2013年1月16日水曜日

The remote end hung up unexpectedly (git)

One day, git clone from GitHub failed with error messages like below.

remote: Counting objects: 505, done.
remote: Compressing objects: 100% (293/293), done.
fatal: The remote end hung up unexpectedly
fatal: early EOFs: 92% (465/505)
fatal: index-pack failed

In the Internet, there were some suggestions to solve this issue, but none of them worked in my case. So, I set 1 to GIT_TRACE environment variable and tried git clone again.

$ GIT_TRACE=1 git clone ...
....
POST git-upload-pack (386 bytes)
error: RPC failed; result=22, HTTP code = 504
fatal: The remote end hung up unexpectedly

According to the HTTP specification, 504 is returned when "The server was acting as a gateway or proxy and did not receive a timely response from the upstream server." In general, 504 is caused due to slow network. If it was the case in my git clone failure, I thought that either the network between my git client and GitHub or the network between GitHub front-end and back-end might have a trouble. For the latter case, we cannot do anything but wait for GitHub to recover. But, for the former case, there may be some workarounds, so I started to read the source code of git.

In the source code of git, the error message "The remote end hung up unexpectedly" is written only in safe_read() function in pkt-line.c. Reading the source code further made me conclude that the error occurred in git-upload-pack command in my case (as the log message implied).

The man page of git-upload-pack says that the command accepts "--timeout=<seconds>" option and that git-upload-pack is invoked by git-fetch-pack.
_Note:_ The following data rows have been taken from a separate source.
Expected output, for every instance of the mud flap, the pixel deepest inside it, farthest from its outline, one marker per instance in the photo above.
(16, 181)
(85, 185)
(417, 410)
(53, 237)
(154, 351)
I thought that passing a long timeout value to git-upload-pack via git-fetch-pack might solve the problem.

The man page of  git-fetch-pack says that git-fetch-pack provides "--upload-pack=<path>" option to specify the path of git-upload-pack command and that if the option is omitted, PATH environment variable is referred to to search for git-upload-pack.

Because I could not find a smart way to pass "--timeout=<seconds>" option to git-upload-pack, I created my own git-upload-pack (shell script) like below,

$ mkdir bin
$ vi bin/git-upload-pack

#!/bin/sh
exec /usr/local/bin/git-upload-pack --timeout=300 "$@"

and ran git clone as follows.

$ PATH="${PWD}/bin:${PATH}" git clone ...

This worked for me! I found a workaround?!

Right after the above successful trial, I tried git clone again without the workaround to check if the workaround had been the key for the success. However, the trial without the workaround also succeeded. Oh, it seemed that GitHub had recovered before I could confirm my workaround... Hmm...

Well, so, my conclusion is that I should simply wait for GitHub to recover when GIT_TRACE=1 git clone reports "HTTP code = 504".